FDP-FraktionHaushalt

Schwarz-Gelb wirkt: Stark für die Kommunen

Dr. Birgit ReinemundDr. Birgit Reinemund
22.03.2013

Der deutsche Staat hat im vergangenen Jahr wieder einen Haushaltsüberschuss verbucht. Wie das Statistische Bundesamt in Wiesbaden mitteilte, nahmen Bund, Länder und Kommunen sowie Sozialversicherungen rund 4,1 Milliarden Euro mehr ein als sie ausgaben. Für die FDP-Kommunalpolitikerin Birgit Reinemund ein Beleg dafür, dass die "erfolgreiche Finanz- und Wirtschaftspolitik des Bundes die solideste Basis für stabile Einnahmen der Kommunen bietet."

Gute Nachrichten vom Statistischen Bundesamt: Der Staat hat erstmals seit fünf Jahren wieder einen Finanzierungsüberschuss - 0,2 Prozent der Wirtschaftsleistung - erzielt. Seit der deutschen Wiedervereinigung wurde nur in drei Jahren ein Überschuss realisiert.

Überschuss auf eindrucksvolle 6,1 Milliarden Euro gestiegen

Die Entwicklung verlief bei den einzelnen staatlichen Ebenen positiv: So konnten Bund und Länder ihre Defizite im Jahr 2012 weiter kräftig verringern und die Überschüsse bei den Gemeinden und der Sozialversicherung erhöhten sich nochmals. Aufgeteilt auf die staatlichen Ebenen betrugen die Defizite des Bundes 12,2 Milliarden Euro und die der Länder 6,8 Milliarden Euro. Sie waren damit etwa halb so hoch wie im Jahr zuvor.

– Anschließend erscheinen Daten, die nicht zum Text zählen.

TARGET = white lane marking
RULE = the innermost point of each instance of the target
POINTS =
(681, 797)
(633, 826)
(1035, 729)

Der Finanzierungsüberschuss der Gemeinden betrug 6,1 Milliarden Euro nach 1,9 Milliarden Euro im Vorjahr. Bei der Sozialversicherung belief sich der Überschuss sogar auf 17,0 Milliarden Euro nachdem im Vorjahr mit 15,9 Milliarden Euro der bis dahin höchste Wert seit Beginn der 1990er Jahre erreicht wurde.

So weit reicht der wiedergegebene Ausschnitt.